Con la sentenza in oggetto, il TAR Roma è stato chiamato a pronunciarsi sul ricorso con cui una concorrente non aggiudicataria ha contestato l’illegittimità dell’aggiudicazione, non avendo la Stazione Appaltante attivato – nei confronti dell’aggiudicataria – il procedimento di verifica facoltativa dell’anomalia (non sussistendo i presupposti concreti e matematici per procedere con la verifica obbligatoria), ciò in base alla asserita non sostenibilità dell’offerta dell’aggiudicataria.
L’adito TAR, richiamando la copiosa giurisprudenza consolidatasi sul punto, ha innanzitutto chiarito come la verifica della congruità dell’offerta non abbia “per oggetto la ricerca di specifiche e singole inesattezze dell’offerta economica, ma mira ad accertare se in concreto essa, nel suo complesso, sia attendibile e affidabile in relazione alla corretta esecuzione dell’appalto, non risolvendosi in una caccia all’errore”.
Ciò precisato, in virtù di quanto chiaramente espresso dall’art. 97, co, 3 e 6 del d.lgs. 50/2016, il TAR ha ribadito che “l’obbligo di verifica della non anomalia dell’offerta scatta solo se sia i punti relativi all’offerta economica che quelli relativi all’offerta tecnica sono entrambi pari o superiori ai quattro quinti dei corrispondenti punti massimi previsti dal bando di gara, mentre negli altri casi sussiste la “facoltà” per la Stazione Appaltante di valutare la congruità di ogni offerta (in tal senso: C. di St. n. 4763/2018)”.

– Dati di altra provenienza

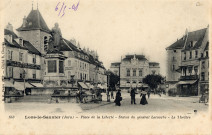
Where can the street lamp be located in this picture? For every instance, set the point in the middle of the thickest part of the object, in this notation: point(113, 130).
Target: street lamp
point(72, 80)
point(24, 73)
point(108, 85)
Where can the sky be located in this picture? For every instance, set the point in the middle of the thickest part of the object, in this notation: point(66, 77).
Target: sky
point(115, 28)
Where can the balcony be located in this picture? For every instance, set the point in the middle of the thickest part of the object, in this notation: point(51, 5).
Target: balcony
point(190, 77)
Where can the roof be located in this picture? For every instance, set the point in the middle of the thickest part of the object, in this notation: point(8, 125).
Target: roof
point(197, 36)
point(35, 21)
point(13, 44)
point(179, 44)
point(8, 32)
point(31, 48)
point(152, 63)
point(139, 57)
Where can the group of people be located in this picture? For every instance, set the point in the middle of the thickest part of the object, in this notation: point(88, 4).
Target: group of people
point(133, 93)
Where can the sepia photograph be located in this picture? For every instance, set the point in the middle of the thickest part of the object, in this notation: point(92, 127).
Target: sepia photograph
point(125, 67)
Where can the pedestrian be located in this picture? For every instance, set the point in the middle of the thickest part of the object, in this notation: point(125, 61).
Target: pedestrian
point(148, 93)
point(143, 99)
point(132, 94)
point(118, 98)
point(112, 97)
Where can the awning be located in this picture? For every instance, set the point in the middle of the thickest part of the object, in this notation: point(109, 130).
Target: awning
point(187, 82)
point(100, 86)
point(90, 86)
point(145, 86)
point(20, 85)
point(8, 84)
point(83, 85)
point(104, 86)
point(37, 84)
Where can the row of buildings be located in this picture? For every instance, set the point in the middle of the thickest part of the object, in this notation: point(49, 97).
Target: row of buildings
point(132, 69)
point(188, 63)
point(24, 57)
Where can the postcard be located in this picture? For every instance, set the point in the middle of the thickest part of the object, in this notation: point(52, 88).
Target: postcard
point(105, 67)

Dunque, prosegue il TAR adito, accertato “che il legislatore ha limitato l’obbligo di procedere alla verifica di anomalia a quei soli casi in cui ricorre un sospetto di incongruità (quattro/quinti del punteggio massimo previsto dal bando)”, nelle fattispecie in cui tali presupposti non ricorrano, il giudice amministrativo è chiamato solamente a stabilire se il “giudizio – discrezionale – della stazione appaltante di non verificare la congruità dell’offerta dell’aggiudicataria è illegittimo perché manifestamente erroneo e/o irragionevole”.